# Theme..unusual mailboxes..please add some



## richg99 (Aug 21, 2004)

I took a walk in the neighborhood today, after the monsoons stopped. I found a variety of mailboxes to shoot. Please look around and add one ( or more ) of your own..Rich


----------



## Shed Hunter (Mar 14, 2006)

*Mailboxes*

Really a great idea! I will start looking.
SH


----------



## my3peas (Jan 9, 2007)

I agree, great idea


----------



## my3peas (Jan 9, 2007)

Found one!


----------



## richg99 (Aug 21, 2004)

Now that! is original Rich


----------



## RustyBrown (May 29, 2004)

*Ha!*



my3peas said:


> Found one!


You put the big parcels behind the grille!!!


----------



## Koru (Sep 25, 2006)

We've had some young guys who have set a trend for letter box junking (they drive past with hammers and smash the boxes).
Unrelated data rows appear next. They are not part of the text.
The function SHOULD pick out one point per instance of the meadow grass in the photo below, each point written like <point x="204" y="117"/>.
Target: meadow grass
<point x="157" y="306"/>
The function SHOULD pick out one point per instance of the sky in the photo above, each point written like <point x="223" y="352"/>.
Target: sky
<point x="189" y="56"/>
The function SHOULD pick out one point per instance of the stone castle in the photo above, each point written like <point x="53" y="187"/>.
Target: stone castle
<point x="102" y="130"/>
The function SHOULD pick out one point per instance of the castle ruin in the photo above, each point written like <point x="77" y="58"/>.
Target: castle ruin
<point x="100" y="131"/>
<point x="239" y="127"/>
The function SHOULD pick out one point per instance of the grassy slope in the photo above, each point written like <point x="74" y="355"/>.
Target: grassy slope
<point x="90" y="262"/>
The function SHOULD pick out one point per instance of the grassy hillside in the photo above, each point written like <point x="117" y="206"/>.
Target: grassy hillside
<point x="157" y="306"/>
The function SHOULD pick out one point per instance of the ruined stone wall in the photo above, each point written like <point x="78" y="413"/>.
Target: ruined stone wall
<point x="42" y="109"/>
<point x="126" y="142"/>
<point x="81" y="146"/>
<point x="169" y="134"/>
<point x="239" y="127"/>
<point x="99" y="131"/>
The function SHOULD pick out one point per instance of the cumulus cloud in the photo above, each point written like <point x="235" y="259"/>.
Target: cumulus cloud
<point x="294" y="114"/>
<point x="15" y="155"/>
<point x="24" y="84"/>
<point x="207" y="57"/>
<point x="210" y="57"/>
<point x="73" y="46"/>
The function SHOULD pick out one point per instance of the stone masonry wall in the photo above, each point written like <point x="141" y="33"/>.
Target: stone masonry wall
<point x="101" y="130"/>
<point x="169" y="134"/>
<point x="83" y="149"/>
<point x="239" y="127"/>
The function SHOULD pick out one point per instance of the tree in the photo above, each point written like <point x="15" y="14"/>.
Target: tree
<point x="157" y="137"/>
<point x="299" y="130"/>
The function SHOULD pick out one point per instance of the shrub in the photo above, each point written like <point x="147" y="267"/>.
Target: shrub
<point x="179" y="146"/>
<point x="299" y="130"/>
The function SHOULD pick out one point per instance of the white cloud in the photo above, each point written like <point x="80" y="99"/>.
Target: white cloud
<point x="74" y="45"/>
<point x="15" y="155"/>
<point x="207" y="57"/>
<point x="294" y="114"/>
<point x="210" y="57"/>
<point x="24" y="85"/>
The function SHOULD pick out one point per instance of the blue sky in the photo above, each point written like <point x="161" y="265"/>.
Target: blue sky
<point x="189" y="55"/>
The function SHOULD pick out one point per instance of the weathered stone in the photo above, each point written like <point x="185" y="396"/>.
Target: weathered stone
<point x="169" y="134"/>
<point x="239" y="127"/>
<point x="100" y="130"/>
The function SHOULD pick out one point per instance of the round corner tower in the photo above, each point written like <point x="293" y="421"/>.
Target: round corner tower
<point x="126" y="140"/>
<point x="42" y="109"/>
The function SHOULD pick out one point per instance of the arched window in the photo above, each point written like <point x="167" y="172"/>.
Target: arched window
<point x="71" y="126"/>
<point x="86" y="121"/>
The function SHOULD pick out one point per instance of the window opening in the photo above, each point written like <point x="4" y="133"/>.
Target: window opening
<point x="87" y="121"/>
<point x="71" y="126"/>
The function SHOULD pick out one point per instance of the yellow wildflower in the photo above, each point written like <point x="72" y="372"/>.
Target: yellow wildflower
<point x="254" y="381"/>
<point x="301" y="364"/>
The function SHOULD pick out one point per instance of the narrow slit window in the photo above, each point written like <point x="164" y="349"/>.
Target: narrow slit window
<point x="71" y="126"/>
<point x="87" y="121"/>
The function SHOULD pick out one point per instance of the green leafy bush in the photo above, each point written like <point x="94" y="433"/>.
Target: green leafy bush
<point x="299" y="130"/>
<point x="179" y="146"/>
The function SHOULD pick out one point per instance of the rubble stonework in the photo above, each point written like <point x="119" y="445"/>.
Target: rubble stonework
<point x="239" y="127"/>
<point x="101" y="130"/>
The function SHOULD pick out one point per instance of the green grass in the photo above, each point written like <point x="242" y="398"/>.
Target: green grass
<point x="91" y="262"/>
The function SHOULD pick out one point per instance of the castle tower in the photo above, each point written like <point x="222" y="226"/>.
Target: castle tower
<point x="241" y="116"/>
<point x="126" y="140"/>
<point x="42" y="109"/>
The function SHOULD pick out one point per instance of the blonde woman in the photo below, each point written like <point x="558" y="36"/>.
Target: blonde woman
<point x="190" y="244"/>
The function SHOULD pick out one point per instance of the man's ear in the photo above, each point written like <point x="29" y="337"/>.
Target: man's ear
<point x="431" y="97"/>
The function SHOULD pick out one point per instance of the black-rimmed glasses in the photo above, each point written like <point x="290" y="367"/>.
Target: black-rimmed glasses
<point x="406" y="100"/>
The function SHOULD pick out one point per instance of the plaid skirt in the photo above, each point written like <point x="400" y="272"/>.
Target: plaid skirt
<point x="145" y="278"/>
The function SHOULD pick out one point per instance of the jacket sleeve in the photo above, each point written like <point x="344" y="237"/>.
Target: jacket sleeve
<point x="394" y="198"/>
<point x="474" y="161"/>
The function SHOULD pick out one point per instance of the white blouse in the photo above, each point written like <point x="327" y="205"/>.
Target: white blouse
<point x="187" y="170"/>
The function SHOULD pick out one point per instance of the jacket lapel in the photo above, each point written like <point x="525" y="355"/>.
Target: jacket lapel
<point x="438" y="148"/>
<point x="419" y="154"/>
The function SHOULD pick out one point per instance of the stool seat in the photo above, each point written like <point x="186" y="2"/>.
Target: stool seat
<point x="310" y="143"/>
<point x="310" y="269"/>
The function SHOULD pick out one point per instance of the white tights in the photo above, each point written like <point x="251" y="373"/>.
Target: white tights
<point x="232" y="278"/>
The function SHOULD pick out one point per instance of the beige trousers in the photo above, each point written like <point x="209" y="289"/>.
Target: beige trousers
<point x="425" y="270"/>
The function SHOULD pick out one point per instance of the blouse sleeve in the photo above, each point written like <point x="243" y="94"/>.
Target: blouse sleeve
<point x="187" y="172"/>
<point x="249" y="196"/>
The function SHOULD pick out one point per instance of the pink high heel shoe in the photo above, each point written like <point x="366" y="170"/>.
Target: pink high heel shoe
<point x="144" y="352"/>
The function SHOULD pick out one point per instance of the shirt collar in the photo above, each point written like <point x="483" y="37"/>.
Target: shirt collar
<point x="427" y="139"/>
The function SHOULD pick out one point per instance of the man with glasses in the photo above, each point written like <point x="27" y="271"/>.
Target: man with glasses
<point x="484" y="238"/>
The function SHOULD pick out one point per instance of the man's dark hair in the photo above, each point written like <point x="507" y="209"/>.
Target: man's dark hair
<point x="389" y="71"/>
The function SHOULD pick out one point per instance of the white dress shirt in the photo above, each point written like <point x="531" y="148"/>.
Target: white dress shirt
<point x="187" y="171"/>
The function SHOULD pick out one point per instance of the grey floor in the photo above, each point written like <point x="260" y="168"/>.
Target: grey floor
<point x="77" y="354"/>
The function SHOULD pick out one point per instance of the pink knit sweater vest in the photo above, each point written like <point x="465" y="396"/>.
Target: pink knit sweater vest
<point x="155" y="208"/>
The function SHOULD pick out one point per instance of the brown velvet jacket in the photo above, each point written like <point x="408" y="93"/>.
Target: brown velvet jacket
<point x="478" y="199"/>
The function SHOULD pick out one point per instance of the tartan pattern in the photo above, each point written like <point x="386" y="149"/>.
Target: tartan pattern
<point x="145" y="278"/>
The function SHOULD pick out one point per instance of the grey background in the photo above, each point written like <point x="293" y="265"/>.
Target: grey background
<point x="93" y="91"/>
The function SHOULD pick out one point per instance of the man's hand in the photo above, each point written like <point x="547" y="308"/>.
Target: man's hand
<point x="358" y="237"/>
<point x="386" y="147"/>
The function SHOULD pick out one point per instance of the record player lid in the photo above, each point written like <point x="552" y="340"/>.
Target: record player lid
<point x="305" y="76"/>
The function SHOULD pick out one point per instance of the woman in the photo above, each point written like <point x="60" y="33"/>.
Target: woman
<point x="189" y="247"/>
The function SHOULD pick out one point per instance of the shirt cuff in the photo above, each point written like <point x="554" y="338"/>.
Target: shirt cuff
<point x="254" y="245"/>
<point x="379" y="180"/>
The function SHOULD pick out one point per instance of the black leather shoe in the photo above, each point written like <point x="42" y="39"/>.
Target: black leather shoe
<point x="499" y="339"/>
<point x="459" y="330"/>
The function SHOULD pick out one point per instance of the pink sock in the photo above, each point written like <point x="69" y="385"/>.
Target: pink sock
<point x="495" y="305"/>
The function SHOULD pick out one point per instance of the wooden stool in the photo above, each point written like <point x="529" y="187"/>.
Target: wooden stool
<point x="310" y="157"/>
Most locals around here now have very plain ordinary letterboxes (especially if they're right by the roadside and unprotected).

Here's one family's answer:


----------



## Freshwaterman (May 21, 2004)

...


----------



## Dorado-Mahi (May 23, 2004)

That's quite a collection fishinfella. Very nice.


----------



## richg99 (Aug 21, 2004)

Fishnfella...very nice additions to the theme. Where has everyone else been??? Rich


----------



## Freshwaterman (May 21, 2004)

*Here's one for ya'll!*

And were still fighting with the drunks ins.co.!!!


----------



## Viking48 (Jan 24, 2006)

Koru said:


> We've had some young guys who have set a trend for letter box junking (they drive past with hammers and smash the boxes). Most locals around here now have very plain ordinary letterboxes (especially if they're right by the roadside and unprotected).
> 
> Here's one family's answer:


I had a similar problem - someone kept knocking my mailbox down so I took a piece of 5" heavy wall pipe, buried it 3' in the ground with a 3' bell bottom reinforced with rebar. Mailbox plate was 3/8" steel plate welded to the top. A few days later I heard a crash and went outside to find my across the street neighbor sitting in her Caddy with the entire trunk caved in. Seems she had been the culprit all along - just bad depth perception I guess but it sure improved after that.


----------



## Freshwaterman (May 21, 2004)

*More*

..


----------



## richg99 (Aug 21, 2004)

Ahhhh... I guess then, that you didn't really find all of these in your neighborhood??? Rich


----------



## Gator_Nutz (Sep 27, 2006)

Gosh I hope not. If so, I'd be thinking about moving.


----------



## Freshwaterman (May 21, 2004)

*A neighbor two blocks ober has a bass one. The shown ones are from a site.*


----------



## Koru (Sep 25, 2006)

I went out last night especially to hunt down letterboxes - I know where they are! But... I got there, managed to take one photo and the batteries for my camera went dead. I put the recently charged ones in and they were dead too. grrr Gotta go back soon.


----------



## Gator_Nutz (Sep 27, 2006)

Wow. Y'all must really use big envelopes. Nicely done.


----------



## Koru (Sep 25, 2006)

somebody at the show today had a stall of carved punga items... here's a letterbox for the thread.


----------